È dunque più che lecito chiedersi dove trovi posto nel panorama politico l’iniziativa popolare “Economia verde”, oggetto dell’odierna discussione, che chiede che la Svizzera riduca la sua impronta ecologica (…) entro il 2050 ad 1, o in altre parole riduca il consumo di risorse di quasi due terzi (-65%). Non ci vuole un luminare per capire che questo obiettivo è assurdo e irrealistico. Basti pensare che oggi solo economie sottosviluppate, che vivono di una produzione appena sufficiente per il paese stesso, come il Togo o le Filippine, raggiungono l’impronta ecologica auspicata dall’iniziativa. Per raggiungere l’obbiettivo, va da sé, l’iniziativa esige misure straordinarie, mai discusse o applicate in altre nazioni del mondo. Si parla infatti di divieti di produzione e consumo, nuovi ostacoli commerciali e limitazioni della concorrenza che danneggerebbero l’economia cancellando migliaia di posti di lavoro. La proposta è folle sotto diversi punti di vista, ma soprattutto quello delle conseguenze che potrebbe avere per l’economia svizzera in generale, e per le aziende in particolare, soprattutto le piccole e medie, quelle che tutti a parole dicono di voler difendere.

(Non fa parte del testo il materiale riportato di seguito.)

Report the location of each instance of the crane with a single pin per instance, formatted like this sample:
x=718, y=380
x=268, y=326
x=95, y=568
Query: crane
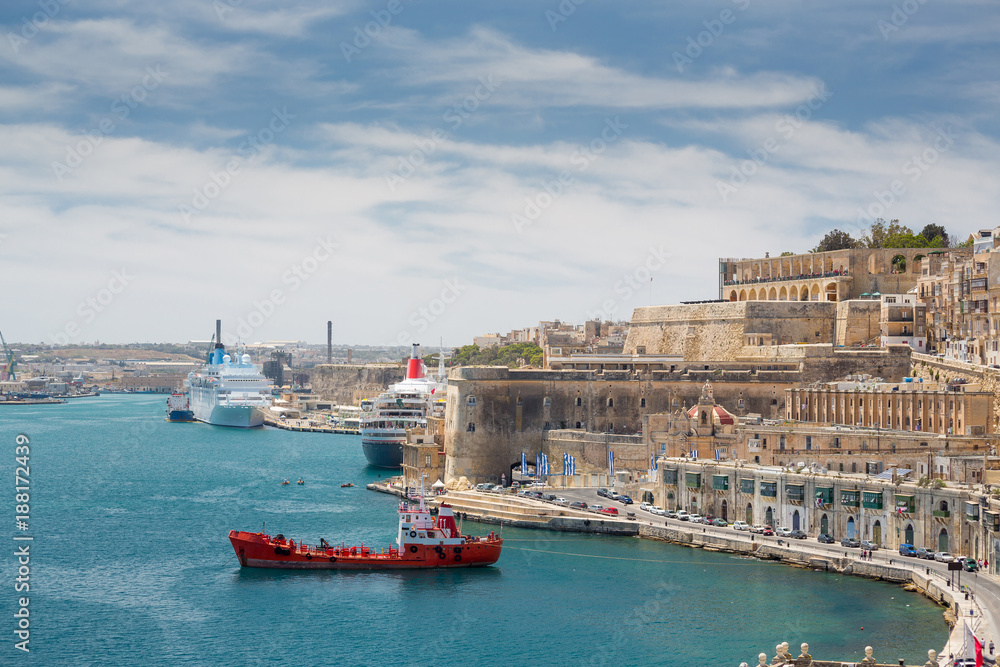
x=8, y=369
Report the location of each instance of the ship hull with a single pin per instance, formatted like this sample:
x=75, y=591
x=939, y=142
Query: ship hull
x=256, y=550
x=180, y=416
x=234, y=416
x=384, y=453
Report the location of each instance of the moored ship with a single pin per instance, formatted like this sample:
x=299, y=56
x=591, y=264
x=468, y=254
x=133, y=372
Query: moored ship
x=404, y=406
x=228, y=392
x=179, y=408
x=423, y=542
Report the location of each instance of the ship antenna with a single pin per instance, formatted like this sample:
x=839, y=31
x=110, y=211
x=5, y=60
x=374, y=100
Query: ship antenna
x=423, y=507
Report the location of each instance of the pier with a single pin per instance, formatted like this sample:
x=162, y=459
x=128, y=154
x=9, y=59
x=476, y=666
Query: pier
x=307, y=425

Del resto il controprogetto indiretto del Consiglio federale che doveva essere più “moderato” ha suscitato malumori e parecchie critiche negli ambienti economici per diversi motivi, che riassumo brevemente perché sono a maggior ragione validi per l’iniziativa oggi in discussione, che come detto è ancor più radicale:
- gli oneri per l’economia e le aziende aumenteranno a causa di nuove prescrizioni sulle informazioni sui prodotti, degli obblighi di garantire la rintracciabilità e il riutilizzo dei materiali, e altre disposizioni ancora.
- La libertà decisionale di imprese e consumatori sarebbero state limitate, i costi amministrativi, soprattutto per le PMI, drasticamente aumentati, e – dulcis in fundo – la burocrazia avrebbe continuato la sua inarrestabile avanzata.

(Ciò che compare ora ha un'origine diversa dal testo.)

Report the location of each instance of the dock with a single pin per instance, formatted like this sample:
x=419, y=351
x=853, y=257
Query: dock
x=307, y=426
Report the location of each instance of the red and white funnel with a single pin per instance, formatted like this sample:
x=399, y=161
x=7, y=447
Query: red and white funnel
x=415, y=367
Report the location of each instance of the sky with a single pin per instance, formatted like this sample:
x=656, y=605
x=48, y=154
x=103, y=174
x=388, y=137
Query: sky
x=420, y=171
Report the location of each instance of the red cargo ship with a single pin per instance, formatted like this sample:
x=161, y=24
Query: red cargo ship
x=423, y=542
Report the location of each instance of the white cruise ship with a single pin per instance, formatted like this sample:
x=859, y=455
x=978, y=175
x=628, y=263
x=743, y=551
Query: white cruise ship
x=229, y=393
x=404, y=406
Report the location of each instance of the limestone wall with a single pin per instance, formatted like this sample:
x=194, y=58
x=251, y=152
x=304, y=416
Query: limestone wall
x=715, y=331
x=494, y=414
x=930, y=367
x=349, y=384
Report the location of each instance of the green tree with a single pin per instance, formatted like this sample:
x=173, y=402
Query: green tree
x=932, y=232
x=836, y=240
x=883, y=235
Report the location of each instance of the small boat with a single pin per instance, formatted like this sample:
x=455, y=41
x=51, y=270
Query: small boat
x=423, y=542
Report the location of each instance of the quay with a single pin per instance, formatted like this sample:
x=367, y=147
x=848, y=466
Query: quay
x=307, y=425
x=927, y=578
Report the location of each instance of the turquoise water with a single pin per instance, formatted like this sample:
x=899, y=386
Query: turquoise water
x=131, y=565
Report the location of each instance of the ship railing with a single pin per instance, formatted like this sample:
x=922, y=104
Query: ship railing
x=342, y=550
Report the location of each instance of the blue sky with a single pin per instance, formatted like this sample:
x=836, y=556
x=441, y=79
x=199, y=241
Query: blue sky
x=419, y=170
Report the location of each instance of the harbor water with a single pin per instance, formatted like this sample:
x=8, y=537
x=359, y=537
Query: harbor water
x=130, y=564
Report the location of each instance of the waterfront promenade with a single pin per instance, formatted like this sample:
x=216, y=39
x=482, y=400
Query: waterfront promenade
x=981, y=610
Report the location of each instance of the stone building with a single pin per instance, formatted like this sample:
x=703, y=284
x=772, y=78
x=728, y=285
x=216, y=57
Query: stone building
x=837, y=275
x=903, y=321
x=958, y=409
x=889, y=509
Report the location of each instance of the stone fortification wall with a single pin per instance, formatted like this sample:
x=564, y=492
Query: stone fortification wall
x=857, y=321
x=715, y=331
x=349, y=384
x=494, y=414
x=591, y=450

La nota positiva: il Consiglio nazionale ha respinto, seppur di misura, il controprogetto.
La nota negativa: le preoccupazioni in relazione a questa iperattività di regolamentare rimangono e questa iniziativa popolare ed il relativo controprogetto, ne sono solo l’ennesima riprova.
Regolarmente sento in quest’aula preoccupazioni per imprese e impieghi di fronte al franco forte e la situazione economica dalle molte incertezze.
Ma poi, nella pratica, da questi banchi, e anche dallo stesso Consiglio federale, escono iniziative o proposte con conseguenze poco trasparenti e con una certezza sola: per il loro corollario di prescrizioni, oneri e divieti andranno a gravare pesantemente sulle nostre aziende sempre più confrontate con una burocrazia invadente e asfissiante (e ve lo dice uno che nella sua attività di imprenditore lo vive quotidianamente).
La politica energetica elvetica, come quella in altri settori, avrà successo anche in futuro se riuscirà a conciliare la protezione e l’utilizzo delle risorse con le esigenze dell’economia. È da quest’ultima che giunge il progresso tecnologico che negli ultimi anni ha permesso passi da gigante di cui approfitta non solo la Svizzera ma tutti i paesi industrializzati. Ed è in questo modo che la Svizzera sta contribuendo più di molti altri alla protezione del clima.
Il resto appartiene ad una politica ideologica e dogmatica che mi auguro questo Parlamento sappia confinare al rango di esercizio di dialettica, evitando di perdere tempo con proposte utopiche e irrealistiche.
Per tutte queste ragioni voterò contro l’iniziativa popolare per “un’economia verde” e vi invito a fare altrettanto.